Sin embargo, España está sufriendo las legislaturas del odio de Estado. Del odio a la verdad, de leyes para odiar y perseguir a cualquier amante de la verdad.
Pero prohibir el odio es como amar por obligación. Son imposiciones humanamente imposibles. En eso estamos progresando. Es la intervención intrusiva de la ley en los sentimientos personales de cada cual.
El intervencionismo hoy no conoce límites, y siempre avanza con conquistas camufladas de derechos sobre lo material e inmaterial, sobre los bienes, las actividades, las mentes, la cultura y también hacia los lugares recónditos del alma.
El delito de odio es una aberración que prescribe implicitamente el amor universal como obligación a una utopía, que lo es, sí, contra la libertad.
Lo legislado a tal propósito va más allá de lo que pudiera ser la justa pena o condena impuesta a una agresión, o la omisión de socorro, o el crimen pasional.
Este último se suele cometer, paradójicamente, por amor contra la persona amada. De tanto amar se mata.
En el otro extremo, el odio, va dirigido precisamente hacia lo contrario, aquello que no se ama y se detesta, que puede por tanto acabar mal o permanecer guardado en un cajón. Suele ser así.
Pero ¿quién ha de imponerle a un ser humano que ame poco o mucho, ni que odie tanto o menos, como tampoco que el odioso se haga de odiar o por el contrario sea merecedor de amor?
Amar u odiar, ser odiado o amado, va más allá de la imposición volitiva, es un sentimiento que brota de lo más profundo del ser, es potestad a medio camino entre el temperamento, el carácter, la personalidad y la propia naturaleza, ciega e inocente.
Legislar contra eso es hacerlo contra la realidad biográfica, biológica y natural.
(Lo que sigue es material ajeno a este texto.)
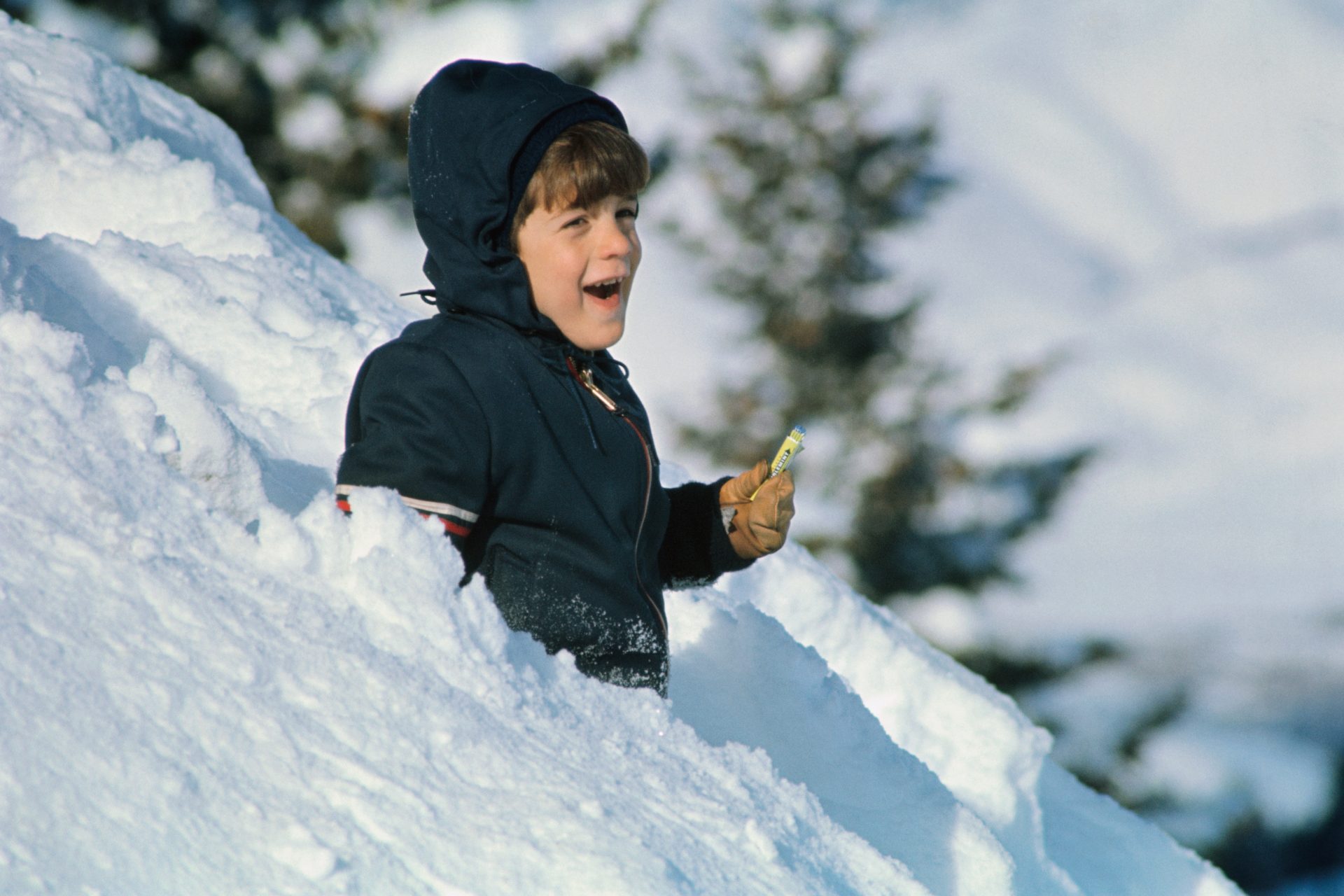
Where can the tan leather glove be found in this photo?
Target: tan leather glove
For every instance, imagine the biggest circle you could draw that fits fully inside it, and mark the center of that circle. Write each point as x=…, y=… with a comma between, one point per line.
x=760, y=527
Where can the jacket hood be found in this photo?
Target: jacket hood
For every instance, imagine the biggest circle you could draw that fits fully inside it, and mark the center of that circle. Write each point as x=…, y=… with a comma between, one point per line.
x=477, y=132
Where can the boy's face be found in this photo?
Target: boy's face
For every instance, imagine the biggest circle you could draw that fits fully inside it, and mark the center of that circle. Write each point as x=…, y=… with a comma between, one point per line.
x=581, y=264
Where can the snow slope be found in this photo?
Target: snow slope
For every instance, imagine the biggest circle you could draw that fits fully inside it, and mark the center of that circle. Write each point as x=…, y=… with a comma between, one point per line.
x=211, y=681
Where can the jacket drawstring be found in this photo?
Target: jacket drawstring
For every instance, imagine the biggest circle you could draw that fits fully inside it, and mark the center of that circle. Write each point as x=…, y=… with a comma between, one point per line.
x=584, y=409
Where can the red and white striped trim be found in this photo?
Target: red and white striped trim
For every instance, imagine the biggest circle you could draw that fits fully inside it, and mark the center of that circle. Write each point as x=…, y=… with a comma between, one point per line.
x=456, y=520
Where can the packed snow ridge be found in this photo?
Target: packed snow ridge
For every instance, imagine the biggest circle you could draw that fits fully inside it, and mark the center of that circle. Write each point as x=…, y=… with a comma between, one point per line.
x=213, y=681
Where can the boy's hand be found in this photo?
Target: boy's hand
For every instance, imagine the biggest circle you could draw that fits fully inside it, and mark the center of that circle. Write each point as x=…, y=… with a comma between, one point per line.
x=760, y=527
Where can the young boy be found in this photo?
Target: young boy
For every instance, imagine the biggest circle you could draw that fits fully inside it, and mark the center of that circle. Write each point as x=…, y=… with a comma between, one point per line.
x=504, y=415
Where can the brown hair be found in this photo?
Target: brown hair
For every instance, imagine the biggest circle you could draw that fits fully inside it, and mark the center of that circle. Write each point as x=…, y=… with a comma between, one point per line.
x=588, y=163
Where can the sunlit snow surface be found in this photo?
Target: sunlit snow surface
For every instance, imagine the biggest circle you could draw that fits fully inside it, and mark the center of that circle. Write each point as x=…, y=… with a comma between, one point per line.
x=213, y=681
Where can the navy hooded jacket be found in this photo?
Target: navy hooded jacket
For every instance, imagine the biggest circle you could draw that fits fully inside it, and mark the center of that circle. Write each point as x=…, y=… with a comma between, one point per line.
x=537, y=454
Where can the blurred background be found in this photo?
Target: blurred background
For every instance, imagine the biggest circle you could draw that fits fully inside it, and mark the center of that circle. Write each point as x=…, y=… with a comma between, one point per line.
x=1057, y=289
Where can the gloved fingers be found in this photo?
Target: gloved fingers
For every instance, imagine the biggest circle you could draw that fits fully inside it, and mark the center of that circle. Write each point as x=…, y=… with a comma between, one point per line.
x=773, y=504
x=738, y=489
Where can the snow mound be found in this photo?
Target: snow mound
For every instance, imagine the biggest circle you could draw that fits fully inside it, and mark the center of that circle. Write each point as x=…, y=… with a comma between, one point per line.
x=213, y=681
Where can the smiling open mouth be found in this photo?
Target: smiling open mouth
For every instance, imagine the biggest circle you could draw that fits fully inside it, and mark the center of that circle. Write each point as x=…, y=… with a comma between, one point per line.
x=605, y=289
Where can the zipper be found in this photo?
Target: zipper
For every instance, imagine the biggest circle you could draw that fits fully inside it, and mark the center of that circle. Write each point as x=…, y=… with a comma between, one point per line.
x=585, y=377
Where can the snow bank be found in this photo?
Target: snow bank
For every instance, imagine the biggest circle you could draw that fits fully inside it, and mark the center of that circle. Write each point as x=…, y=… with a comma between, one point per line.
x=211, y=681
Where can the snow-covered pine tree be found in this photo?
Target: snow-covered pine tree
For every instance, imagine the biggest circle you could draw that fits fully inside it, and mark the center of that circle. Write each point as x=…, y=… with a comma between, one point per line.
x=806, y=190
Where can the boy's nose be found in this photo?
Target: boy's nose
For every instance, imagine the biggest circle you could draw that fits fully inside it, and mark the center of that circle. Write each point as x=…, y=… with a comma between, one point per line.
x=616, y=242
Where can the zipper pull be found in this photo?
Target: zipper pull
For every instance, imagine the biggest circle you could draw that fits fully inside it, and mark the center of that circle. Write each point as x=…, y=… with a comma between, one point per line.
x=585, y=375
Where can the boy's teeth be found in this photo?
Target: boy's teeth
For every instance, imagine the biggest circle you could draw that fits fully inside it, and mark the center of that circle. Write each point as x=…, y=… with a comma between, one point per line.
x=604, y=289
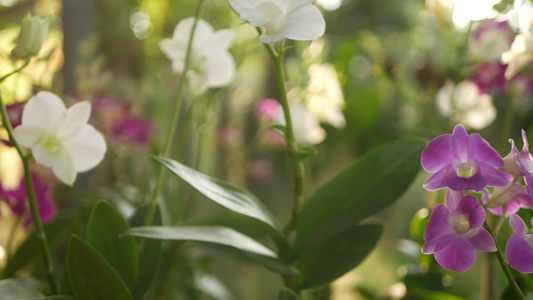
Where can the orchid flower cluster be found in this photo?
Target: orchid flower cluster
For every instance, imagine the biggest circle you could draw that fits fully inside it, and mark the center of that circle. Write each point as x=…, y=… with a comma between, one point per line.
x=468, y=166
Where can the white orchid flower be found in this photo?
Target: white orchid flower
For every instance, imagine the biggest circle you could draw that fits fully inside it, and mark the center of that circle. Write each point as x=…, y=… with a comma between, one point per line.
x=60, y=138
x=278, y=19
x=211, y=64
x=464, y=104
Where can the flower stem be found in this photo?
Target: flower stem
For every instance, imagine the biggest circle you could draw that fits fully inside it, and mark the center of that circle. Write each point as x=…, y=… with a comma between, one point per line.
x=41, y=235
x=292, y=146
x=505, y=266
x=174, y=123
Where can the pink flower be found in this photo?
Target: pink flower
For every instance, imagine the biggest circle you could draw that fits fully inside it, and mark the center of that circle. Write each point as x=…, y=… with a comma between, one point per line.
x=454, y=233
x=462, y=162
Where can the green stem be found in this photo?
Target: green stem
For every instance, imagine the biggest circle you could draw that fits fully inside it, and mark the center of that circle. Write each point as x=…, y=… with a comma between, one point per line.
x=174, y=123
x=292, y=146
x=16, y=71
x=41, y=235
x=505, y=266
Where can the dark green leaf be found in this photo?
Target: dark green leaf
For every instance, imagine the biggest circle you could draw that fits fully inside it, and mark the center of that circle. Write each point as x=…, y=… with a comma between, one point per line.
x=226, y=194
x=362, y=189
x=57, y=233
x=337, y=255
x=287, y=294
x=103, y=230
x=92, y=277
x=13, y=289
x=149, y=256
x=429, y=295
x=306, y=152
x=210, y=234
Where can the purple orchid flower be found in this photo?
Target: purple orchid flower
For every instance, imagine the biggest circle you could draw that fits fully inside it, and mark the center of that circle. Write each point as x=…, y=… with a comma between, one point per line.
x=454, y=232
x=519, y=249
x=17, y=200
x=462, y=162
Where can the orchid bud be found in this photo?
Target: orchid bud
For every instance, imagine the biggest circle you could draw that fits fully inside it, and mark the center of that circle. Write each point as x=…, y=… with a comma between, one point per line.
x=33, y=31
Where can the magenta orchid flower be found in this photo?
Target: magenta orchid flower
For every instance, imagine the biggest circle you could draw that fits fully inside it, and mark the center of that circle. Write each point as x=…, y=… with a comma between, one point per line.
x=17, y=200
x=462, y=162
x=454, y=233
x=519, y=249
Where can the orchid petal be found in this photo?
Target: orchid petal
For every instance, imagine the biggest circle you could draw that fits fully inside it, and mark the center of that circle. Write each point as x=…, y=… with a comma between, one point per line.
x=77, y=117
x=481, y=240
x=43, y=111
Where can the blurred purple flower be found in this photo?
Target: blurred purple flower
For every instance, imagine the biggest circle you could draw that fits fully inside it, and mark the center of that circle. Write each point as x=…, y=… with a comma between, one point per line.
x=17, y=200
x=519, y=249
x=462, y=162
x=454, y=232
x=116, y=120
x=490, y=77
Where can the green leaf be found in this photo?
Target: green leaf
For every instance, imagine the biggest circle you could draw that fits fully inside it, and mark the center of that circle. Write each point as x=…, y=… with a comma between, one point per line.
x=306, y=152
x=337, y=255
x=103, y=231
x=57, y=233
x=92, y=277
x=149, y=256
x=209, y=234
x=287, y=294
x=13, y=289
x=429, y=295
x=362, y=189
x=224, y=193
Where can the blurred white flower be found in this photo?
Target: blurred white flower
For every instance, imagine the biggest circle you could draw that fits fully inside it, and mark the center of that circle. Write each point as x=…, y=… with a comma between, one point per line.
x=442, y=11
x=278, y=19
x=60, y=138
x=211, y=64
x=324, y=97
x=306, y=128
x=464, y=104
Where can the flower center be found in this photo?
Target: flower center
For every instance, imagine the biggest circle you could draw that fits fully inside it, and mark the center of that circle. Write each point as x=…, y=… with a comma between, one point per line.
x=51, y=144
x=465, y=170
x=460, y=224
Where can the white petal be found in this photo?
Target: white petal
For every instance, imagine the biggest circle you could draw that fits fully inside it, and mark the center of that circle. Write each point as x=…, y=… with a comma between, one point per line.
x=304, y=23
x=87, y=148
x=77, y=117
x=28, y=136
x=173, y=49
x=220, y=69
x=43, y=110
x=64, y=168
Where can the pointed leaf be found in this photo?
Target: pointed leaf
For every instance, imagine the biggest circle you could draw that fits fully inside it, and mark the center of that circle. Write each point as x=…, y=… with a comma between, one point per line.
x=13, y=289
x=337, y=255
x=92, y=277
x=224, y=193
x=209, y=234
x=362, y=189
x=103, y=230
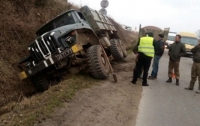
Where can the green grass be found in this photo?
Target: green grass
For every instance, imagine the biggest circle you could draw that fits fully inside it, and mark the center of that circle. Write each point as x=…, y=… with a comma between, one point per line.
x=42, y=105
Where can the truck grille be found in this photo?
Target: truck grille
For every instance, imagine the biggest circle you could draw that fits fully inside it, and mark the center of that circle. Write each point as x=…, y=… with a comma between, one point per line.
x=43, y=47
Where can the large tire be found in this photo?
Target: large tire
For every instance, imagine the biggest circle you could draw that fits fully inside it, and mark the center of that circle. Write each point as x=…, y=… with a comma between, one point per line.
x=125, y=54
x=97, y=61
x=116, y=50
x=40, y=82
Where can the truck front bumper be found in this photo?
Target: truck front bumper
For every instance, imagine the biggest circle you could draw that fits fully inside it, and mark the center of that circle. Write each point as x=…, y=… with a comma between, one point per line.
x=48, y=62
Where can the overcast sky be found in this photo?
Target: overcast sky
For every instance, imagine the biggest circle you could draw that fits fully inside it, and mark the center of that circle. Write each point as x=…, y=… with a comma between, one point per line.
x=179, y=15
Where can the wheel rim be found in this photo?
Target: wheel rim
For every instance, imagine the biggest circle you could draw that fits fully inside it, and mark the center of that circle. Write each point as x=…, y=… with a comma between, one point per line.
x=103, y=60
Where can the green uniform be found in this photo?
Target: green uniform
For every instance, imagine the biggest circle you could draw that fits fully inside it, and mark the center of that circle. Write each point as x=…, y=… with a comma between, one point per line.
x=195, y=71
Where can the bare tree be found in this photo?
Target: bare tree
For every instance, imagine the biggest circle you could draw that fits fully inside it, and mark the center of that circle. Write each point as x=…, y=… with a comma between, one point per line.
x=198, y=34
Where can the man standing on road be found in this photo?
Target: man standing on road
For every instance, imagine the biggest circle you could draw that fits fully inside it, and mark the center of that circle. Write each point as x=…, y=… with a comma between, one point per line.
x=159, y=50
x=145, y=51
x=176, y=50
x=195, y=72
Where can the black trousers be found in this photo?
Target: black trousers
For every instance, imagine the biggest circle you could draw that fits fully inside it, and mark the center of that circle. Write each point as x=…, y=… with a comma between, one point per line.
x=143, y=62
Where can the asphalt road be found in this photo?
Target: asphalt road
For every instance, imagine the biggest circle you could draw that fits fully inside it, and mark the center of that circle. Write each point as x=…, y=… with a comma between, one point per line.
x=165, y=104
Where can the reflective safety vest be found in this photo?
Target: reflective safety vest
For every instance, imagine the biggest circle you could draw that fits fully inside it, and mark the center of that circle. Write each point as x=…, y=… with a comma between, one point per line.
x=146, y=46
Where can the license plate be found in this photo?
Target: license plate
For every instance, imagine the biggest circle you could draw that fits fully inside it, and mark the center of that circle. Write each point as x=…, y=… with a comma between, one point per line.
x=64, y=54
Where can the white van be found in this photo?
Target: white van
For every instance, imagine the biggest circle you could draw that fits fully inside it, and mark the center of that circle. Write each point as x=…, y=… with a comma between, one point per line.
x=170, y=39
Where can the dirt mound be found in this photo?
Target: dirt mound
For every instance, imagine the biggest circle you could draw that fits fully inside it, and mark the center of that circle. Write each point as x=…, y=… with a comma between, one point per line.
x=126, y=36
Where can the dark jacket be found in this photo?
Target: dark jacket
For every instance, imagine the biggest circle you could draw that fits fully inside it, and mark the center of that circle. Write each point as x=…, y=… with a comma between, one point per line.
x=176, y=50
x=196, y=53
x=135, y=49
x=159, y=47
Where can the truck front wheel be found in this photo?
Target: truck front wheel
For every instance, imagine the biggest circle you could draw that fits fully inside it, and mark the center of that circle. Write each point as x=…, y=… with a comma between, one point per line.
x=116, y=50
x=97, y=61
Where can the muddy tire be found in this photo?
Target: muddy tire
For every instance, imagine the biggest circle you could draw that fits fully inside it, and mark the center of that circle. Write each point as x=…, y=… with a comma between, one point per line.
x=125, y=54
x=116, y=50
x=40, y=82
x=98, y=65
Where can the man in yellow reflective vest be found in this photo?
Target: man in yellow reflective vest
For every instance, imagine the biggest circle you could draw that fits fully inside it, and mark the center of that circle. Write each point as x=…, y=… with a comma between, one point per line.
x=145, y=52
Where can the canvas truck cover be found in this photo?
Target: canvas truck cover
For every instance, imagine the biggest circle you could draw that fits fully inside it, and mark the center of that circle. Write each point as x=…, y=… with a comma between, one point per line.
x=143, y=31
x=97, y=20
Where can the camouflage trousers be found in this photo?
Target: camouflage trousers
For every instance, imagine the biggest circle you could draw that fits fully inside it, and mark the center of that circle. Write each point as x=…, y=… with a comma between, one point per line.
x=195, y=72
x=173, y=65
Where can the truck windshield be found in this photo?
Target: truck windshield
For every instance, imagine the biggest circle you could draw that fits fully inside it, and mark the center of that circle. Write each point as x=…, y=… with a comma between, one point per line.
x=189, y=40
x=64, y=19
x=171, y=38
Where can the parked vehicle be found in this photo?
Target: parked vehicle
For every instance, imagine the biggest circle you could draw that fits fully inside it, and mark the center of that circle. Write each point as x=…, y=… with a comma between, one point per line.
x=74, y=39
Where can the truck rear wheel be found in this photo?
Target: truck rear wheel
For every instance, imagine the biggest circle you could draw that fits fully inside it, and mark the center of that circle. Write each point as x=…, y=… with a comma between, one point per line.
x=116, y=50
x=125, y=54
x=98, y=64
x=40, y=82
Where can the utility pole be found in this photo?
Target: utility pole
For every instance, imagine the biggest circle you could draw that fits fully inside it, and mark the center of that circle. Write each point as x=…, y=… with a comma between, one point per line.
x=104, y=4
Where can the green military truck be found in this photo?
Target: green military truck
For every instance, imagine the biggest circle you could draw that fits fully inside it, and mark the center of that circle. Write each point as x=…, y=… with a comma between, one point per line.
x=81, y=38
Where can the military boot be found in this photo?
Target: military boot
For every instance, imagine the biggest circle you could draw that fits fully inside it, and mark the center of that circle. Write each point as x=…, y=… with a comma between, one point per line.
x=190, y=87
x=169, y=80
x=177, y=82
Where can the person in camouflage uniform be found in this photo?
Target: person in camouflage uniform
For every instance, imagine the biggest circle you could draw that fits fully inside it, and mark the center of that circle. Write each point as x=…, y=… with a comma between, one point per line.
x=195, y=71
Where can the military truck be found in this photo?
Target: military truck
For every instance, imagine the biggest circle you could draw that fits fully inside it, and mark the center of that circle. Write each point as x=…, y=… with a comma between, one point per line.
x=81, y=38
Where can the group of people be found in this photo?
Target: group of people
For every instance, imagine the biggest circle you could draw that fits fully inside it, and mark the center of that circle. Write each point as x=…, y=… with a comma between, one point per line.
x=149, y=48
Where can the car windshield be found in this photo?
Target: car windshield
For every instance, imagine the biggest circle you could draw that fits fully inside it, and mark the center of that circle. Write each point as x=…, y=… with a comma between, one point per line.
x=171, y=38
x=65, y=19
x=189, y=40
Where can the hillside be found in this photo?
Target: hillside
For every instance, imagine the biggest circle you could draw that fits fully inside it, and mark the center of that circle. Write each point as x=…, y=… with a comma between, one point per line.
x=19, y=21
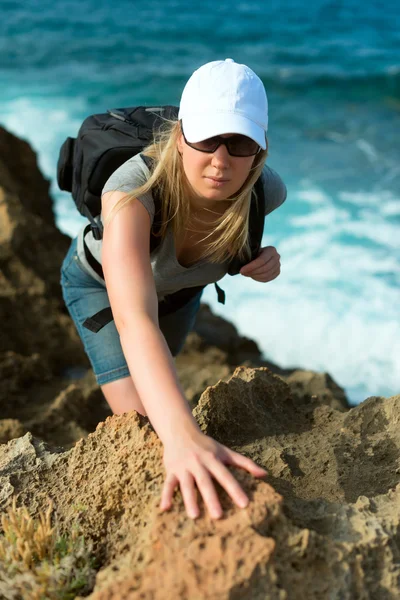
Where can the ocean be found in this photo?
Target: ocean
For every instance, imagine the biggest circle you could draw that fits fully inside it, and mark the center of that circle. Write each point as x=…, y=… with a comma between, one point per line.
x=331, y=70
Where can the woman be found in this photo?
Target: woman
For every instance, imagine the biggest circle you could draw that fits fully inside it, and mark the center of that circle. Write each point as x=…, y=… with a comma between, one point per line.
x=206, y=164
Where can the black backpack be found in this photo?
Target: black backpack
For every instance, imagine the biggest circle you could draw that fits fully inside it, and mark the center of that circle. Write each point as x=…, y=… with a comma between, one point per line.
x=104, y=142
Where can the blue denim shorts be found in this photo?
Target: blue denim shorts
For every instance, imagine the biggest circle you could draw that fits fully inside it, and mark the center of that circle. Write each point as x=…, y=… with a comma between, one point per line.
x=84, y=296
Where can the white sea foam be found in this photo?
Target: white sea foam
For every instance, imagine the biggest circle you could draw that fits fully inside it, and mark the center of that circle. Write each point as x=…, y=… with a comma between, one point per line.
x=335, y=306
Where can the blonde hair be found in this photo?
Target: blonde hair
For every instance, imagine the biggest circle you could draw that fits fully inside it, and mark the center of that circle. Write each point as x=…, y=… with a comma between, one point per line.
x=230, y=229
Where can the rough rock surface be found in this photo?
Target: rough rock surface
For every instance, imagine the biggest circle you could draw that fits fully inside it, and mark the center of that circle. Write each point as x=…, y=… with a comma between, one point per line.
x=324, y=522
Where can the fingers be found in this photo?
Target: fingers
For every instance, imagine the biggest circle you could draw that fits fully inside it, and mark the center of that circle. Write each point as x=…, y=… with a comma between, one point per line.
x=265, y=275
x=208, y=492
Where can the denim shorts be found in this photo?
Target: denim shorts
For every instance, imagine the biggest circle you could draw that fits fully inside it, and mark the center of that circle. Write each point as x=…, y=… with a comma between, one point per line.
x=84, y=296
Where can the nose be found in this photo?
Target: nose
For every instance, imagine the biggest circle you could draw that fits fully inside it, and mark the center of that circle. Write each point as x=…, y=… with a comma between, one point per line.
x=220, y=158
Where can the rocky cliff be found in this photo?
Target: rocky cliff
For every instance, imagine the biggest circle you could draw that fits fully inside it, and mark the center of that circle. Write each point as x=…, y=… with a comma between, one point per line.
x=324, y=522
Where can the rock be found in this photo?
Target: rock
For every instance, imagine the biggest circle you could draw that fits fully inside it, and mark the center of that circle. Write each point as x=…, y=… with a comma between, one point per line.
x=323, y=523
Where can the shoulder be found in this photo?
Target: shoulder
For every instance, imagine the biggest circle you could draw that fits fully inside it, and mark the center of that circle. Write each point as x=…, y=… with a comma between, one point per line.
x=274, y=189
x=132, y=173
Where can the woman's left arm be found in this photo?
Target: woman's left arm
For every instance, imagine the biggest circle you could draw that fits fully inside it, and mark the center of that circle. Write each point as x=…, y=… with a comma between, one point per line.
x=267, y=265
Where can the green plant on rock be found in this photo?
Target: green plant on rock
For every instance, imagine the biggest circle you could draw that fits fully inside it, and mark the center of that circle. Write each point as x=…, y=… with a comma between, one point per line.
x=37, y=563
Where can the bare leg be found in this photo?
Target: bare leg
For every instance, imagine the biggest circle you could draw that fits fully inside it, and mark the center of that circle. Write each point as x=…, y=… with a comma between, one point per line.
x=122, y=396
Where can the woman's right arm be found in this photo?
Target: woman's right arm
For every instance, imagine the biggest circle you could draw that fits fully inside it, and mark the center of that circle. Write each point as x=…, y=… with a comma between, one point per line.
x=189, y=455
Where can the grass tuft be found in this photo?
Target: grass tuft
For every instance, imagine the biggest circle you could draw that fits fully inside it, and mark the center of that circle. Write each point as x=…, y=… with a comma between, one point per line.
x=37, y=563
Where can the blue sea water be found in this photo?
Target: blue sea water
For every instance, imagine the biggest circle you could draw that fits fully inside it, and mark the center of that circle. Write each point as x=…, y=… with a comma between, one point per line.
x=331, y=70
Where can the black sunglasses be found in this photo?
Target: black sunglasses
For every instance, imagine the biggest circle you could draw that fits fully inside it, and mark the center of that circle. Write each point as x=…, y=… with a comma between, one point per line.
x=237, y=145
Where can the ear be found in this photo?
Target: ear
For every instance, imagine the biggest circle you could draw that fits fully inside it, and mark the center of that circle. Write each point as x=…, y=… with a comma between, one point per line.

Es un imponerle al Hombre que no lo sea: un imposible, no siendo esclavo, y ni aun así.
No se confunda lo que digo; se cometen delitos a causa y a consecuencia de, pero el delito no será el amar u odiar, sino el resultado (un asesinato, una agresión, un secuestro, una guerra…) en el que seguro concurren otros varios elementos previos y posteriores.
En un régimen de libertades, la norma ha de distinguir y separar lo que corresponde a la moral religiosa o de conciencia, de lo que ha de ser una ética democrática, de laica de urbanidad.
Pues de otro modo será como un islam (atadura o sometimiento) donde, sin distinción, van en un mismo fardo el mandamiento religioso y la cuestión política. Es decir, cuando delito o pecado son lo mismo porque no existe diferencia de iure ni de facto entre el libro sagrado y el fuero o código civil.
Eso tiene un nombre. Se llama teocracia: forma de gobierno en que la autoridad legislativa, ejecutiva y judicial emana de Dios, y se ejerce, directa o indirectamente, por un poder político religioso, vicario del Altísimo, en manos de castas sacerdotales, nobleza, monarcas, caudillos o líderes.
Me temo que la democracia que prohíbe odiar está precisamente en ese plano, con una casta dirigente empoderada en la gracia divina, que se protege y justifica, legisla y actúa sobre cuestiones morales y de conciencia. Es su utopía fundamentalista contra nuestra libertad.